= Paul Lee (television executive) =

British director, producer and executive

Paul Lee is a British director, producer and executive. He is currently the CEO of the television and movie studio wiip. He founded the BBC's U.S. cable network BBC America and ran ABC Family, ABC Entertainment and ABC Studios for the Walt Disney Company. During his tenure, Lee is credited with championing racial diversity and changing the face of American television with hit shows including Black-ish, Scandal, How to Get Away with Murder, American Crime, The Goldbergs, Quantico and Fresh Off the Boat.

==Early life==

Paul Lee was born in London to South African Jewish parents Emanoel Lee and Janine Lee (born Amato) and educated at The Dragon School, Oxford, Winchester College and New College, Oxford.

==Career==

Lee was a director for the BBC Music and Arts department where he made Primo Levi for Bookmark, and Kalashnikov & Woody Guthrie for the BBC strand Arena. Woody Guthrie helped Arena win the British Academy Television Awards for best series in 1989. Lee was the writer and director of Oblomov (1989) for Arena. It was the first foreign scripted film to be made in the Soviet Union before the collapse of the Berlin Wall. It was filmed entirely on location in Moscow and the sleepy town of Kostroma on the banks of the Volga.

In 1998, Lee was the founder and CEO of the U.S. digital cable network BBC America. He is credited with helping introduce U.S. audiences, U.K. formats such as renovation programming Changing Rooms, reality soaps The Hotel and mockumentaries like The Office. The Office (2013) won the Golden Globe Awards for Best Television series: Musical or Comedy. It was the first British comedy in 25 years to be nominated for a Golden Globe and the first ever to win.

In 2004, Lee was recruited by the Walt Disney Company and named president of ABC Family. Programs like The Secret Life of the American Teenager and Pretty Little Liars helped ABC Family succeed with the coveted 18-34 demographic, knocking MTV out of the top spot.

In 2010, Lee took the helm of the ABC Entertainment Group where he oversaw ABC Entertainment and ABC Studios. Under Lee, ABC became known as a leader for storytelling in the areas of female empowerment and diversity. Lee championed: Scandal (2012) which, led by Kerry Washington was the first U.S. broadcast drama since Get Christie Love! (1974) to feature an African-American female lead; How to Get Away with Murder (2014), which starred Viola Davis, made history when she became the first-ever African-American woman to win an Emmy Award for Best Actress in a Drama Series; Quantico (2015) which, led by Priyanka Chopra, marked the first time a South-Asian female actress headlined a network television series; American anthology crime drama American Crime (2015), created by Academy Awards winner John Ridley presaged the Black Lives Matter movement. During its run, the series received 16 Primetime Emmy Award nominations, honoring Regina King with two consecutive wins for Primetime Emmy Award for Outstanding Supporting Actress in a Limited Series or Movie. The series also received 5 Golden Globe nominations, Screen Actors Guild Awards and Writers Guild of America Awards nominations, in addition to winning three NAACP Image Awards. His TGIT: Thank God It's Thursday block on Thursday night anchored by Shonda Rhimes' Grey's Anatomy, Scandal and How to Get Away with Murder and his Wednesday night comedy block anchored by Modern Family and Black-ish helped elevate ABC to first position in entertainment programming. Additionally, Lee cultivated diverse comedy voices that had not been heard on U.S. broadcast television led by Kenya Barris' Black-ish (2014) and Nahnatchka Khan's Fresh Off The Boat (2015).

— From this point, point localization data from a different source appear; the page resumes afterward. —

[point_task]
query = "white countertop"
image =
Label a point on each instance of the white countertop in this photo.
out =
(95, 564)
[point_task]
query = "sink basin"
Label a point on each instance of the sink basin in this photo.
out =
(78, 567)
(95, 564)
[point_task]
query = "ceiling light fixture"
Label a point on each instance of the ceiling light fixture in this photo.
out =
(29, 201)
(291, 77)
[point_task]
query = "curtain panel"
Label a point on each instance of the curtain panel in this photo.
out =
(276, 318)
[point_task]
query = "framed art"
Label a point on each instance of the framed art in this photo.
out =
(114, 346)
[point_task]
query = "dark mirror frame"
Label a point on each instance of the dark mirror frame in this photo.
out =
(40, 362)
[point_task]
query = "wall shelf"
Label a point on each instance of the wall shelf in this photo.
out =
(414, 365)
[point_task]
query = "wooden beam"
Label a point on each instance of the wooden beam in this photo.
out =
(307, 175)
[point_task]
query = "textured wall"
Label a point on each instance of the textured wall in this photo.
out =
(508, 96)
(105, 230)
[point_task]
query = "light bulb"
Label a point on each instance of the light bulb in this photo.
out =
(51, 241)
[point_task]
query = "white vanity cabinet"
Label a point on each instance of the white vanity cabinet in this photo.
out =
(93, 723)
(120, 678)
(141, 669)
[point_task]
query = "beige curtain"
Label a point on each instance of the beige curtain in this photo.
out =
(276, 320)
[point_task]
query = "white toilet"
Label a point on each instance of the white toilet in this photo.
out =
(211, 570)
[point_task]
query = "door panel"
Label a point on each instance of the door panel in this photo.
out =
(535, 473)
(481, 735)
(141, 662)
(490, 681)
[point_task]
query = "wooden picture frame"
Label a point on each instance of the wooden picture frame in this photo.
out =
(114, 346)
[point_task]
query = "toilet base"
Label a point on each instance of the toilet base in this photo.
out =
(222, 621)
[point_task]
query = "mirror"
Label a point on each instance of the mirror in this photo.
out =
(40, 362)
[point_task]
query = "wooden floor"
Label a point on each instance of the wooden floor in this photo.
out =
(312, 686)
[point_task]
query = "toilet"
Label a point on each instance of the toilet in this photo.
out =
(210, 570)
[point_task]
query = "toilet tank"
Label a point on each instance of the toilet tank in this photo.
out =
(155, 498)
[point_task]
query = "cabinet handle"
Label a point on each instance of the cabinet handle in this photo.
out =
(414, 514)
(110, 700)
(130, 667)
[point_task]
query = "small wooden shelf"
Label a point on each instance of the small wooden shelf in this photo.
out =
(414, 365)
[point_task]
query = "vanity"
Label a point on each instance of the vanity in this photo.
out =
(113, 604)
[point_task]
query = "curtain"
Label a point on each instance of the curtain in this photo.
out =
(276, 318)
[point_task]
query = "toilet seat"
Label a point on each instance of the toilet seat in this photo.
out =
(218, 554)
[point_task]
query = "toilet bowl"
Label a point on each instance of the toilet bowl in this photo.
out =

In 2016, Lee departed the Walt Disney Company and founded the TV and Movie studio wiip in 2018 backed by Creative Artists Agency. wiip produced Mare of Easttown, starring Kate Winslet for HBO; Dickinson, starring Hailee Steinfeld for Apple TV+; White House Plumbers, starring Woody Harrelson and Justin Theroux for HBO; Danny Boyle's Pistol for FX; Jenny Han's The Summer I Turned Pretty for Amazon and Dummy, starring Anna Kendrick for Roku. The studio also produces Arthur Mathews and Matt Berry's Toast of Tinseltown for the BBC.

wiip was acquired by JTBC Studios (now SLL) in 2021.

==Personal life==

He is married to Deirdre Lee and has two sons.